Wool and JusticeBy the mid-1840s he began to distinguish himself in the area of livestock, especially fine sheep and wool. In partnership with Simon Perkins, a wealthy investor from Akron, Ohio, Brown traveled throughout the northeast, examining flocks and conferring with wool growers, especially those with anti-slavery sentiments. By 1845 he had become something of an authority, writing pieces for agricultural journals, preparing certificates of quality for wool growers, developing cures and treatments for sheep, and making the Perkins flock one of the best in the country. In the midst of these activities, Brown came to the conclusion that the wool growers of the nation were at the mercy of the manufacturers in New England. As he saw it, U.S. wools had a bad reputation abroad partly because the wool growers themselves were careless and even dishonest in preparing their product for market. But they were nevertheless at the mercy of capitalists who controlled prices and manipulated the wool growers accordingly.

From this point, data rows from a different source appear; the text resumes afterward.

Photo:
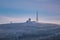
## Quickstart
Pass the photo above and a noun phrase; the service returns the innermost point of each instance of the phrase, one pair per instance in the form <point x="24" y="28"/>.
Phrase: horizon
<point x="19" y="11"/>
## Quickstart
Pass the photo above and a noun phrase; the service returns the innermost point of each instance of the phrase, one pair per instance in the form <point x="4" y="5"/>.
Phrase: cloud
<point x="5" y="20"/>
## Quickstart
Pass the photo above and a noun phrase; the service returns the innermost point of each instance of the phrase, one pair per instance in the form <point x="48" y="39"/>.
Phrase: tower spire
<point x="36" y="16"/>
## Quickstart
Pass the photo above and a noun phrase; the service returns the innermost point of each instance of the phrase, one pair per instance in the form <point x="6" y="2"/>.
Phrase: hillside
<point x="29" y="31"/>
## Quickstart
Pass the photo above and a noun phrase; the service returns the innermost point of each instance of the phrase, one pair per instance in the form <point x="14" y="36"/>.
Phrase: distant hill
<point x="29" y="31"/>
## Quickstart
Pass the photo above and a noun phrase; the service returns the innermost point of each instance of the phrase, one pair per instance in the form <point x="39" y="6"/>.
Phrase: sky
<point x="21" y="10"/>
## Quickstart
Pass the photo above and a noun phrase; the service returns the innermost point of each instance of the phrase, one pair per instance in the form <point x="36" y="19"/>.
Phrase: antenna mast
<point x="37" y="16"/>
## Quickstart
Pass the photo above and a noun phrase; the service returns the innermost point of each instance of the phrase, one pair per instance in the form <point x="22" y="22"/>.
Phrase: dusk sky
<point x="21" y="10"/>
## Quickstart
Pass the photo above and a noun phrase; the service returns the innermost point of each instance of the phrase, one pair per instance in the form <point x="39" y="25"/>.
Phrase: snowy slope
<point x="28" y="31"/>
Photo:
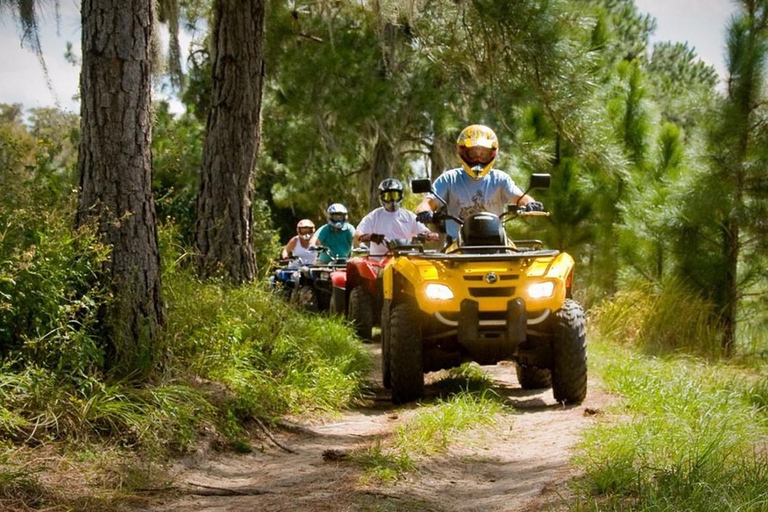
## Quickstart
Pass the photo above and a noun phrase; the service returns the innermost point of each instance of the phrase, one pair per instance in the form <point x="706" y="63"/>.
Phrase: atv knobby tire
<point x="569" y="354"/>
<point x="406" y="368"/>
<point x="361" y="312"/>
<point x="533" y="377"/>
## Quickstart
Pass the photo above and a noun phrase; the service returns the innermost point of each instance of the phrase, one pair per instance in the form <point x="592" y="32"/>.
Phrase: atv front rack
<point x="509" y="254"/>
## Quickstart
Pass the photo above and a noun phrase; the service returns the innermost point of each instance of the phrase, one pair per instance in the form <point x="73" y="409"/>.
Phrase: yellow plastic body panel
<point x="469" y="279"/>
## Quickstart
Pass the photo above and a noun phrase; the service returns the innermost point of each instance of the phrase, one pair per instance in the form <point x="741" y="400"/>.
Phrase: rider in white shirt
<point x="389" y="221"/>
<point x="298" y="246"/>
<point x="475" y="186"/>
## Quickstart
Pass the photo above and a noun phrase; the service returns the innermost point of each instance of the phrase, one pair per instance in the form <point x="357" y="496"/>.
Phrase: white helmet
<point x="305" y="229"/>
<point x="337" y="215"/>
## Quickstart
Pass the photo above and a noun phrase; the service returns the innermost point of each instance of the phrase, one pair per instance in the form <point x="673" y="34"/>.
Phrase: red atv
<point x="364" y="293"/>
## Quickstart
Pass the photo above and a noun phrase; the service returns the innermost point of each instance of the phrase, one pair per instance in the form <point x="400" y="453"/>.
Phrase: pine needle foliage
<point x="658" y="319"/>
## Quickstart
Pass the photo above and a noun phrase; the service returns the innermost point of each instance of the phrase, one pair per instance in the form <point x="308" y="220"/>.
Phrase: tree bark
<point x="223" y="231"/>
<point x="115" y="167"/>
<point x="383" y="157"/>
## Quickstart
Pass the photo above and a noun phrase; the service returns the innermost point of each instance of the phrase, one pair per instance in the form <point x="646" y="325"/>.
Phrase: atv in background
<point x="320" y="287"/>
<point x="364" y="289"/>
<point x="484" y="298"/>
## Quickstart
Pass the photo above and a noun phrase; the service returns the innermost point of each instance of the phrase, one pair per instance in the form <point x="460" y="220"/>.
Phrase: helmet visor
<point x="478" y="155"/>
<point x="391" y="195"/>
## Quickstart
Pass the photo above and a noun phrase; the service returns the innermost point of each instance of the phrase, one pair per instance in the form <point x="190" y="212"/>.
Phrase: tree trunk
<point x="223" y="231"/>
<point x="115" y="166"/>
<point x="383" y="157"/>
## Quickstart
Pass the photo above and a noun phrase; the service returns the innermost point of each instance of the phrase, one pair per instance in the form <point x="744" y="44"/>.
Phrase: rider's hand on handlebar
<point x="424" y="217"/>
<point x="534" y="206"/>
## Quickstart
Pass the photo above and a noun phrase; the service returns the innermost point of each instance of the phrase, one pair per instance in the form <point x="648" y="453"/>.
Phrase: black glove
<point x="377" y="239"/>
<point x="424" y="217"/>
<point x="534" y="206"/>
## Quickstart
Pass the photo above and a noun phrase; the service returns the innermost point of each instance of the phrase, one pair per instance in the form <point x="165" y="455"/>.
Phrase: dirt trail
<point x="520" y="464"/>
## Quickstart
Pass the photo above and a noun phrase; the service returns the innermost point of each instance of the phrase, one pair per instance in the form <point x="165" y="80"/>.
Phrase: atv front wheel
<point x="406" y="368"/>
<point x="533" y="377"/>
<point x="361" y="312"/>
<point x="569" y="354"/>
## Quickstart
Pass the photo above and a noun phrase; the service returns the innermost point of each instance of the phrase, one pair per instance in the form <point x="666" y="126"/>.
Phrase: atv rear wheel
<point x="361" y="312"/>
<point x="533" y="377"/>
<point x="406" y="367"/>
<point x="569" y="354"/>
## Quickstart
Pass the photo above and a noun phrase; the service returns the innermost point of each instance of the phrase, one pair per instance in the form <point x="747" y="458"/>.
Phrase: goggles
<point x="391" y="195"/>
<point x="479" y="154"/>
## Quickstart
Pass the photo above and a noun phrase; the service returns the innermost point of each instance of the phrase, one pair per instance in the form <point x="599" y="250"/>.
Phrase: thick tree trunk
<point x="223" y="236"/>
<point x="115" y="165"/>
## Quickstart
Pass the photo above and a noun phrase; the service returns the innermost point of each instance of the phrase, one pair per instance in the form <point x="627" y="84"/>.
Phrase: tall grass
<point x="692" y="436"/>
<point x="659" y="319"/>
<point x="431" y="430"/>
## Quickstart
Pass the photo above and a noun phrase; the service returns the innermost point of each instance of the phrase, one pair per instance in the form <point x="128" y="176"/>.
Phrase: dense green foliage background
<point x="659" y="190"/>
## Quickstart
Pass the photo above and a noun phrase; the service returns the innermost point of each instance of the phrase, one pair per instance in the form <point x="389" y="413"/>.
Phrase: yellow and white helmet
<point x="478" y="147"/>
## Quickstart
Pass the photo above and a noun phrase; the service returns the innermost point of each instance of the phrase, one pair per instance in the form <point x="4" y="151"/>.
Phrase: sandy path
<point x="520" y="464"/>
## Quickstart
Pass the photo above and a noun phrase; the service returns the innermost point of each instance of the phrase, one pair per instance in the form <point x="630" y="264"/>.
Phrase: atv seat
<point x="482" y="229"/>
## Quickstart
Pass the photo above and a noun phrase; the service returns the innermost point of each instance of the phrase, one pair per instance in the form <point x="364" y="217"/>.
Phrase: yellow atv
<point x="483" y="298"/>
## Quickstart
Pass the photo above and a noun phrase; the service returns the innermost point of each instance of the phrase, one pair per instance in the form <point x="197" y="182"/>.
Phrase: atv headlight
<point x="435" y="291"/>
<point x="541" y="290"/>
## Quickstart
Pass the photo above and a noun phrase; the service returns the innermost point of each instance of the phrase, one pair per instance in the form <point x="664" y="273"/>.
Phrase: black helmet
<point x="391" y="194"/>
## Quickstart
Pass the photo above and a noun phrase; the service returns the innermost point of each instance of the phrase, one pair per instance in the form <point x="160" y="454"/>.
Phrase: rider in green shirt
<point x="337" y="234"/>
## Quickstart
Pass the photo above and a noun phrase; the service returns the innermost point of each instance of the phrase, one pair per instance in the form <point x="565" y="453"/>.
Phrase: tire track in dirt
<point x="520" y="464"/>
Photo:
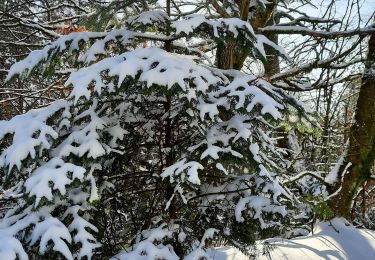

To answer this injustice, in 1846 the two Ohio partners set up a wool commission business in Springfield, Massachusetts, where Brown himself would carry the mandate of the wool growers to the New England manufacturers. By uniting the wool men and providing standards for quality and pricing, or so he believed, the whole nation would benefit. At the same time, Brown began to associate with leaders in Springfield’s black community, especially those affiliated with the city’s leading black Methodist church. While bankers thought him somewhat eccentric and stubborn in business matters, whites working closest to him were probably more put off by Brown’s passionate interest in the slavery question. Conversations with black employees and associates sometimes kept him in the office until late in the evening. John Brown was developing a plan to undermine slavery on a grand scale, and he wanted to recruit black men to help him.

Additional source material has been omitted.